Nama: Utami Rachmadila
NPM: 26319449
Kelas: 1TB03
Teknik Arsitektur
Fakultas Teknik Sipil dan Perencanaan
Universitas Gunadarma
Manusia senantiasa memiliki keadaan dan nasibnya masing-masing, bahkan sejak lahir. Dalam Islam, hal itu sudah diatur oleh Tuhan sebagai qada' dan qadar. Ketentuan Tuhan itu sering disebut di sini sebagai kodrat.
Walau bagaimanapun, dalam prakteknya, nasib dan keadaan yang diberikan itu tak selalu mulus. Manusia yang memiliki perasaan dan akal, dapat merasakan nasib buruk tersebut dan hal itu tak ingin selalu dirasakannya karena hanya membuat manusia tidak bahagia. Padahal, sebagai makhluk sosial, manusia dapat saling menolong agar tidak ada penderitaan yang berarti bagi yang mengalami. Namun, kenyataannya tak begitu.
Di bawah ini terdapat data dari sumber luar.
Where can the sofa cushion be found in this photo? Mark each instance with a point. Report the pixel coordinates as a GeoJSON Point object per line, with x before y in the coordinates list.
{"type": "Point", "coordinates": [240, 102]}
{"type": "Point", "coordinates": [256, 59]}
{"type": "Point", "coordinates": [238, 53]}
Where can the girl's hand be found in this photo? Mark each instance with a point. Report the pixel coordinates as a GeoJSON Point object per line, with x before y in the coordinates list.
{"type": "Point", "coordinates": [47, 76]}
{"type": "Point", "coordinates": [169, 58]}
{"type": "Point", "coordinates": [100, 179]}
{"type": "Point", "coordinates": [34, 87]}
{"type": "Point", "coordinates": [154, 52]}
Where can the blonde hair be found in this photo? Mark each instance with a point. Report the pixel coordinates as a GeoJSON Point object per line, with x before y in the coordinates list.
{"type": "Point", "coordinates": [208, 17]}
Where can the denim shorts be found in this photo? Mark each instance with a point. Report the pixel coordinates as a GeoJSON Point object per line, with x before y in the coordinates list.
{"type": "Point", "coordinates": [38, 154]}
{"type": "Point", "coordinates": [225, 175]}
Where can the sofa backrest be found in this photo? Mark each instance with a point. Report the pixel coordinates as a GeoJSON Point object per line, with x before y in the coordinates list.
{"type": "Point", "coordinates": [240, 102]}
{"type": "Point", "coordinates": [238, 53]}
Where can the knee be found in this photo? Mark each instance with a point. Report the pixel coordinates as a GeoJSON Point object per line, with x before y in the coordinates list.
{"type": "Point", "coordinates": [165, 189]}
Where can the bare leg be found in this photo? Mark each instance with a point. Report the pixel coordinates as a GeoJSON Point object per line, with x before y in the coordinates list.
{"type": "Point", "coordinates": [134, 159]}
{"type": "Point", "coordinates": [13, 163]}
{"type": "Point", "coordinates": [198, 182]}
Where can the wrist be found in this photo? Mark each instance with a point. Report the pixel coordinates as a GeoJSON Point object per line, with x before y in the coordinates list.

Ada beberapa manusia yang berada dalam keadaan baik, bahkan sangat berlimpah kenikmatan, seolah tak tahu menahu nasib orang di luarnya. Sikap acuh-tak acuh tetap saja lestari. Hal ini tak boleh dibiarkan karena yang menderita akan sulit untuk keluar dari penderitaannya. Dunia tak akan damai jika penghuninya egois. Namun, apakah benar bahwa nasib buruk yang diberikan Tuhan tak dapat diubah? Apakah nasib buruk benar-benar berasal dari Tuhan saja? Apakah manusia tak dapat keluar dari penderitaannya tanpa bantuan manusia lain? Tulisan ini akan mengurai hal-hal tersebut.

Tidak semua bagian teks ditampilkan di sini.